The CIA had long conducted research in the area of behavioral control. Throughout the 1950s and into the 1960s, there was extensive testing of the effects of hypnosis and drugs, particularly lysergic acid diethylamide (LSD) on human subjects. The bulk of these activities were conducted by the Technical Services Staff, forerunner of the Technical Services Department (TSD). Thus, when the SRI scientists presented their information on mind control, Duckett assigned this to the TSD.
In October 1972, the TSD initiated the Biofield Measurements Program, to be conducted jointly with SRI, to determine whether participants (the viewers or percipients) could reliably identify and accurately describe salient features of remote locations or targets.

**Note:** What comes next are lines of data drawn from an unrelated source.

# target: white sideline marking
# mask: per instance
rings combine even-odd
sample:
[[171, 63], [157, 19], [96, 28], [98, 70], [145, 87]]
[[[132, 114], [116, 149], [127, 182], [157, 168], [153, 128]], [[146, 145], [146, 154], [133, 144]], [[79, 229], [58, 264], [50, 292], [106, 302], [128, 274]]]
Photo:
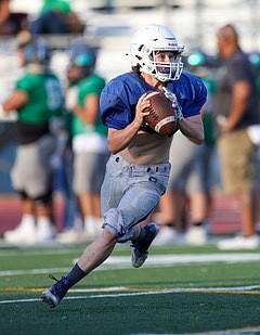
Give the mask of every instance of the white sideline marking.
[[[253, 253], [234, 253], [234, 254], [192, 254], [192, 255], [151, 255], [144, 267], [172, 267], [174, 265], [191, 265], [191, 263], [212, 263], [212, 262], [244, 262], [244, 261], [260, 261], [260, 254]], [[74, 261], [75, 262], [75, 261]], [[130, 269], [130, 256], [110, 256], [100, 268], [94, 271]], [[51, 268], [51, 269], [29, 269], [29, 270], [5, 270], [0, 271], [0, 276], [25, 275], [25, 274], [41, 274], [50, 272], [68, 272], [70, 268]]]
[[[236, 291], [239, 293], [239, 291], [250, 292], [251, 289], [259, 289], [259, 285], [251, 285], [251, 286], [236, 286], [236, 287], [193, 287], [193, 288], [162, 288], [162, 289], [154, 289], [154, 291], [144, 291], [144, 292], [125, 292], [125, 293], [109, 293], [109, 294], [99, 294], [99, 291], [96, 291], [98, 294], [95, 295], [89, 295], [89, 296], [68, 296], [65, 297], [63, 300], [78, 300], [78, 299], [100, 299], [100, 298], [119, 298], [119, 297], [129, 297], [129, 296], [145, 296], [145, 295], [159, 295], [159, 294], [178, 294], [178, 293], [212, 293], [212, 292], [223, 292], [223, 293], [230, 293], [232, 291]], [[110, 288], [112, 289], [112, 288]], [[114, 289], [129, 289], [127, 287], [118, 287]], [[77, 289], [70, 289], [70, 293], [73, 292], [79, 292]], [[81, 289], [80, 292], [89, 292], [88, 289]], [[41, 299], [15, 299], [15, 300], [0, 300], [0, 305], [4, 304], [17, 304], [17, 302], [36, 302], [41, 301]]]
[[[240, 330], [226, 330], [226, 331], [209, 331], [205, 333], [181, 333], [181, 334], [169, 334], [169, 333], [164, 333], [161, 335], [238, 335], [238, 334], [259, 334], [260, 326], [258, 327], [246, 327], [246, 328], [240, 328]], [[150, 333], [150, 334], [144, 334], [144, 333], [139, 333], [139, 334], [126, 334], [126, 335], [158, 335], [158, 333]]]

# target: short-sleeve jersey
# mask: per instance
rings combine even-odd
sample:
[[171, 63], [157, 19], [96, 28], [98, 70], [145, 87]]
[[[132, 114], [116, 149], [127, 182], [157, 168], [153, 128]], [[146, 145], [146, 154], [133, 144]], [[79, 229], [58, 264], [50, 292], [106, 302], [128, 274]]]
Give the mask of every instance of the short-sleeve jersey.
[[[202, 79], [193, 74], [182, 73], [179, 80], [169, 81], [167, 88], [177, 95], [183, 116], [198, 115], [206, 102], [207, 90]], [[123, 129], [135, 116], [138, 100], [154, 90], [138, 74], [127, 73], [112, 79], [101, 94], [101, 115], [108, 128]], [[144, 131], [153, 131], [142, 126]]]
[[[89, 94], [96, 94], [100, 96], [101, 91], [105, 87], [105, 79], [100, 77], [99, 75], [91, 75], [80, 81], [78, 85], [78, 104], [83, 107], [84, 99]], [[99, 113], [99, 117], [96, 119], [95, 125], [88, 125], [83, 120], [81, 120], [77, 115], [73, 114], [72, 120], [72, 134], [73, 137], [81, 133], [92, 133], [98, 132], [100, 134], [107, 134], [107, 128], [101, 121], [101, 116]]]
[[52, 73], [27, 73], [16, 83], [27, 93], [26, 104], [17, 108], [17, 136], [21, 144], [31, 143], [50, 131], [52, 117], [63, 117], [64, 96]]
[[26, 74], [17, 81], [16, 89], [28, 95], [27, 103], [18, 108], [22, 123], [43, 124], [52, 116], [62, 115], [63, 93], [54, 74]]

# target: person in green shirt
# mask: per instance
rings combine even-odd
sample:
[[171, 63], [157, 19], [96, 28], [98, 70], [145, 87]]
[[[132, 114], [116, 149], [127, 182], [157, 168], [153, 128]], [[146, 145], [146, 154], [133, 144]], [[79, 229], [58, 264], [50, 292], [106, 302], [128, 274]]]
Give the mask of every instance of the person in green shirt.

This was in part justified by attempts to find what progress the Soviets were making in parapsychology and how it might be used against the United States. Two test subjects (persons claiming paranormal abilities) were provided by the SRI. Early in the following year, reported successes in “remote viewing” by the percipients were such that other units of the DS&T joined in the effort. A management review of the program was made in the summer of 1973, and both Duckett and the CIA Executive Director William Colby allowed the activity to continue.
A carefully planned experiment was conducted in July 1974. Duckett asked that this center on a description made by remote viewing of a target area in the Soviet Union that had been recently imaged by a satellite and suspected to be a nuclear test site. In sessions over a four-day period, the test subjects gave mentally derived descriptions of the site; these descriptions were then independently evaluated by a scientist from the Los Alamos National Laboratory The overall judgement of the evaluator was that the remote viewing appeared to be a failure; nevertheless, continued low-level research in parapsychology intelligence was allowed by Duckett until he retired in June 1976.

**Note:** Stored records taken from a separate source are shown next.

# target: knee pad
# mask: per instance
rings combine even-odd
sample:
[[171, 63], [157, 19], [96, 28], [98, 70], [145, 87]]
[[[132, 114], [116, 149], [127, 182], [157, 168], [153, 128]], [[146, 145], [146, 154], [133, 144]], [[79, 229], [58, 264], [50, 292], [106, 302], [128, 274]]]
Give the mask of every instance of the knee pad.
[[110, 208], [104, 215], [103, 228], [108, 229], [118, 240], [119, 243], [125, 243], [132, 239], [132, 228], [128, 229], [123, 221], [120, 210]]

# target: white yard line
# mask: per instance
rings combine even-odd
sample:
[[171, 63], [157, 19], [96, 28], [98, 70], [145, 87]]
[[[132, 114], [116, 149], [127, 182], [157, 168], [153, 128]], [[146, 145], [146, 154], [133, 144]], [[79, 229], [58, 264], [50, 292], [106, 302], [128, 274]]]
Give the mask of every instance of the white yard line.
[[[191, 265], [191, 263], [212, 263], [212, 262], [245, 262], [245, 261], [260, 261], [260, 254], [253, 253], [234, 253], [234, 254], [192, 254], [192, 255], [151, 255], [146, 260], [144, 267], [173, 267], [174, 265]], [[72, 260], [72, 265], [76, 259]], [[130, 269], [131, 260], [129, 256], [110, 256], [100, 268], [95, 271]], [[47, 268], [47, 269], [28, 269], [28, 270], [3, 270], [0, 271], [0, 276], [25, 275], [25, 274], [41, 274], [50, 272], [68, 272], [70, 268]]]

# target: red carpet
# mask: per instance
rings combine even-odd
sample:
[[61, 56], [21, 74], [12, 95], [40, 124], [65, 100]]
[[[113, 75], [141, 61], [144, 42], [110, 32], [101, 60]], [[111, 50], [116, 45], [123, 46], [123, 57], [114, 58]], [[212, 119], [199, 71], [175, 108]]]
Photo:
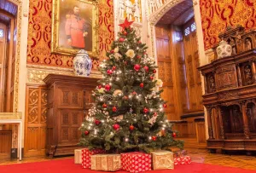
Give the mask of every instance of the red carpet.
[[[15, 164], [1, 165], [0, 173], [96, 173], [96, 171], [82, 169], [81, 165], [74, 164], [73, 159], [35, 162], [28, 164]], [[175, 170], [152, 170], [147, 173], [255, 173], [256, 170], [243, 170], [207, 164], [192, 163], [187, 165], [175, 166]], [[101, 172], [103, 173], [103, 172]], [[117, 173], [127, 173], [118, 171]]]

After retiring from the CIA in 1976, Carl Duckett joined the firm Intec, Inc., of McLean, Virginia, as Chairman of the Board and President. He had retained top levels of security clearance and, through Intec, provided a number of aerospace industries with consulting services and analytical studies in technical intelligence and electronic warfare. He also served on advisory panels for the Senate Select Committee for Intelligence and the President’s Foreign Intelligence Advisory Board. Having earlier been divorced, he married Ann Marie Bell in 1978.

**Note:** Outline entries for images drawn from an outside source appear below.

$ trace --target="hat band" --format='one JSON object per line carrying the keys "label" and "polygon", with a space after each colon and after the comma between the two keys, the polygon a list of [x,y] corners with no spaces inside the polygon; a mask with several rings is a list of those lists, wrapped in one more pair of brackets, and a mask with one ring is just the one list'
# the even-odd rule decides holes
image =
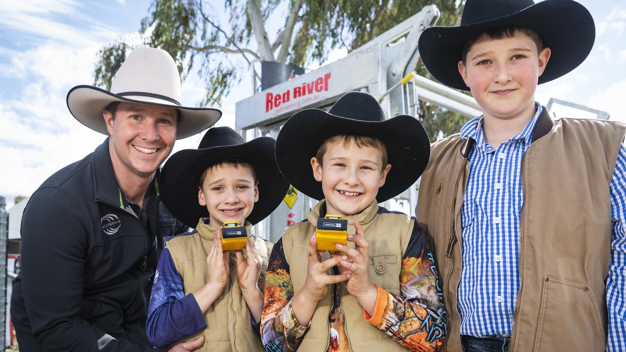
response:
{"label": "hat band", "polygon": [[178,103],[178,101],[175,99],[173,99],[172,98],[170,98],[169,96],[166,96],[165,95],[161,95],[160,94],[156,94],[155,93],[148,93],[147,91],[125,91],[123,93],[116,93],[116,95],[119,95],[120,96],[126,96],[127,95],[135,95],[138,96],[148,96],[148,98],[157,98],[158,99],[162,99],[163,100],[167,100],[168,101],[173,103],[179,106],[182,106],[182,105],[181,105],[180,103]]}

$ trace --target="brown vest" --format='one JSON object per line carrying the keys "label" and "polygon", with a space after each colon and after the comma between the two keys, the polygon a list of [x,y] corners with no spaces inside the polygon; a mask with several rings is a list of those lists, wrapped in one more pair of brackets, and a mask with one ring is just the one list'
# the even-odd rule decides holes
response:
{"label": "brown vest", "polygon": [[[610,255],[609,185],[626,133],[622,123],[550,120],[544,108],[521,177],[521,288],[511,351],[604,351],[604,280]],[[459,210],[469,174],[458,135],[433,143],[418,220],[435,241],[448,317],[448,351],[460,351],[457,289],[463,262]]]}
{"label": "brown vest", "polygon": [[[294,285],[294,293],[304,286],[307,277],[307,248],[309,240],[315,232],[319,217],[321,201],[309,213],[308,221],[289,226],[282,237],[285,259],[289,264],[289,272]],[[369,279],[385,290],[400,295],[400,269],[402,258],[413,231],[415,222],[405,214],[377,214],[378,205],[372,202],[361,213],[347,216],[348,233],[354,234],[354,220],[363,228],[366,239],[369,242]],[[348,242],[354,245],[352,242]],[[324,259],[330,257],[324,252]],[[354,352],[365,351],[406,351],[377,328],[365,320],[363,308],[354,296],[348,293],[345,282],[341,284],[341,306],[346,315],[345,327],[350,347]],[[330,314],[332,300],[331,290],[317,303],[310,328],[298,348],[306,352],[325,352],[328,349]]]}
{"label": "brown vest", "polygon": [[[249,237],[252,236],[252,225],[246,222]],[[198,222],[197,233],[174,237],[167,242],[176,269],[183,279],[185,294],[192,293],[206,283],[207,256],[213,246],[215,228],[205,224],[203,219]],[[267,259],[274,246],[271,242],[255,237],[255,245],[263,259],[261,272],[259,276],[259,288],[263,291]],[[248,352],[262,351],[259,332],[254,331],[250,320],[250,311],[244,299],[237,276],[237,258],[231,252],[230,275],[222,294],[204,313],[207,328],[193,336],[182,339],[189,341],[200,335],[204,336],[204,345],[197,351]]]}

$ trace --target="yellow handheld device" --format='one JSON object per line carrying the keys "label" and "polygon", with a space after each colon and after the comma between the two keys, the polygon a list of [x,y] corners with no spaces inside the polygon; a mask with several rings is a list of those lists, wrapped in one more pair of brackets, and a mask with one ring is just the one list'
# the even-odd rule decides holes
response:
{"label": "yellow handheld device", "polygon": [[317,251],[339,252],[335,244],[347,245],[348,241],[348,220],[340,215],[327,215],[317,220],[316,227]]}
{"label": "yellow handheld device", "polygon": [[248,241],[245,226],[239,226],[236,221],[224,222],[222,227],[222,249],[241,251]]}

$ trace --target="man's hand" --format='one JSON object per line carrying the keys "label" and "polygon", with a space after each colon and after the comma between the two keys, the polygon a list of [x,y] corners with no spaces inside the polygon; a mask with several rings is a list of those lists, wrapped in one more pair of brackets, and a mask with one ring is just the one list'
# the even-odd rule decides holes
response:
{"label": "man's hand", "polygon": [[204,344],[204,336],[193,339],[183,343],[180,343],[173,346],[168,352],[188,352],[189,351],[195,351],[202,347]]}
{"label": "man's hand", "polygon": [[245,259],[244,258],[242,251],[237,251],[235,252],[237,257],[237,276],[242,292],[259,289],[257,282],[261,272],[262,262],[261,256],[252,244],[252,237],[249,237],[245,242]]}
{"label": "man's hand", "polygon": [[369,244],[365,239],[363,229],[354,220],[354,235],[348,235],[348,241],[354,242],[354,248],[337,244],[335,247],[349,257],[350,260],[341,261],[341,267],[347,269],[350,279],[346,284],[348,292],[354,296],[361,306],[370,314],[374,313],[377,291],[376,286],[369,281]]}

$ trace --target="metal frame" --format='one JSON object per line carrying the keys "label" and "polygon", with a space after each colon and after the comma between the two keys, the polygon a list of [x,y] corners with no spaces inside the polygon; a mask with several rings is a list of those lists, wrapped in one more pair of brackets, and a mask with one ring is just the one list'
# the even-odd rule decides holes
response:
{"label": "metal frame", "polygon": [[[270,136],[275,138],[289,116],[304,108],[327,108],[344,93],[351,90],[367,91],[379,100],[387,116],[399,114],[417,116],[419,100],[428,101],[463,116],[478,116],[480,108],[468,95],[427,80],[411,75],[419,59],[418,41],[426,28],[433,26],[440,13],[434,5],[398,24],[389,31],[354,50],[343,59],[307,72],[287,82],[254,94],[238,101],[235,107],[235,128],[244,137]],[[319,78],[330,75],[327,88],[316,91],[316,99],[295,101],[297,87],[314,85]],[[391,87],[387,89],[387,87]],[[277,95],[281,95],[276,98]],[[283,98],[289,105],[280,110],[270,98],[282,105]],[[253,130],[249,133],[248,131]],[[419,182],[419,181],[418,181]],[[395,199],[409,201],[410,213],[414,215],[417,201],[416,182]],[[262,197],[262,195],[260,195]],[[305,219],[315,200],[299,194],[292,209],[285,202],[265,220],[257,225],[255,233],[275,242],[282,236],[287,220]],[[391,201],[383,204],[389,207]]]}

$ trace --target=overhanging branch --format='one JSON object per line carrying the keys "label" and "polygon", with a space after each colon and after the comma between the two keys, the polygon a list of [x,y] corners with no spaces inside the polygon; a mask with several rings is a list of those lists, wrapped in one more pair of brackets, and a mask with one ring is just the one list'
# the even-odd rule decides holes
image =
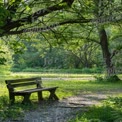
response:
{"label": "overhanging branch", "polygon": [[50,6],[45,9],[41,9],[41,10],[36,11],[35,13],[33,13],[27,17],[21,18],[19,20],[9,22],[4,27],[2,27],[2,29],[5,30],[6,32],[9,32],[10,30],[12,30],[14,28],[23,26],[25,23],[26,24],[34,23],[39,17],[45,16],[53,11],[62,10],[66,6],[71,6],[73,2],[74,2],[74,0],[63,0],[59,4]]}
{"label": "overhanging branch", "polygon": [[36,27],[36,28],[30,28],[30,29],[22,29],[22,30],[19,30],[19,31],[10,31],[9,35],[14,35],[14,34],[21,34],[21,33],[27,33],[27,32],[44,32],[44,31],[49,31],[53,28],[56,28],[58,26],[61,26],[61,25],[66,25],[66,24],[76,24],[76,23],[89,23],[91,22],[91,19],[84,19],[84,20],[79,20],[79,19],[75,19],[75,20],[67,20],[67,21],[64,21],[64,22],[59,22],[59,23],[55,23],[55,24],[52,24],[50,26],[46,26],[46,27]]}

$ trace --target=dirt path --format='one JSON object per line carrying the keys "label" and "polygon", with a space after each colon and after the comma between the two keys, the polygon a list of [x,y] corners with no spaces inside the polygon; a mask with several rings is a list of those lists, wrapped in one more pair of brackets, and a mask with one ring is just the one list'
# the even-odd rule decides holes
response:
{"label": "dirt path", "polygon": [[88,107],[106,99],[104,94],[87,94],[69,97],[58,102],[42,102],[38,108],[25,113],[23,118],[7,122],[68,122],[77,112],[87,111]]}

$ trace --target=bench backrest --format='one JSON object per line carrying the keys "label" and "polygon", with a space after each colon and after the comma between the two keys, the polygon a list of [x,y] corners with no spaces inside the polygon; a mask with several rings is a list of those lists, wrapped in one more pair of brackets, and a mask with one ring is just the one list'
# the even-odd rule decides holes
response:
{"label": "bench backrest", "polygon": [[30,89],[30,86],[35,88],[41,88],[42,80],[40,77],[36,78],[25,78],[25,79],[14,79],[14,80],[5,80],[7,88],[10,92],[14,91],[15,88],[25,87],[25,89]]}

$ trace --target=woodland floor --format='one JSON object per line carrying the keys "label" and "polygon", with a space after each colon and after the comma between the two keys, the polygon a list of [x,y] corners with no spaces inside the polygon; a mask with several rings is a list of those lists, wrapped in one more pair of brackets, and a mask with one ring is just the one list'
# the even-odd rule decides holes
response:
{"label": "woodland floor", "polygon": [[89,106],[100,104],[108,96],[116,95],[122,91],[110,93],[80,94],[64,98],[57,102],[44,101],[36,110],[28,111],[23,118],[8,120],[6,122],[68,122],[72,118],[88,110]]}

In 1985, Duckett opened an Intec office at Mathews Court House, Virginia, and moved his residence to a bay-side farm near Hudgins, Virginia. For a period of time, he also served as the Magistrate of Mathews County, Virginia. He continued working for Intec until early 1992, but died of lung cancer in a medical center at Newport News, Virginia, on April 1, 1992, and was buried in the Gwynn’s Island Cemetery near his farm. He was survived by his wife, Ann Marie, and, from his first marriage, Nannie Jane; two sons, Ernest Pannell (1942) and Arthur Lee (1946); and a daughter, Ruth Eleanor (1948).
In his professional career, Carl Duckett received the following special awards and decorations:
As a part of its 50th anniversary celebration in 1997, the Central Intelligence Agency gave Trailblazer Awards to 50 Agency officers, “from our earliest days to the present, who by their actions, example, innovations, or initiative, have taken the CIA in important new directions and helped shape our history.” Carl E. Duckett was one of the honored recipients of a Trailblazer Award.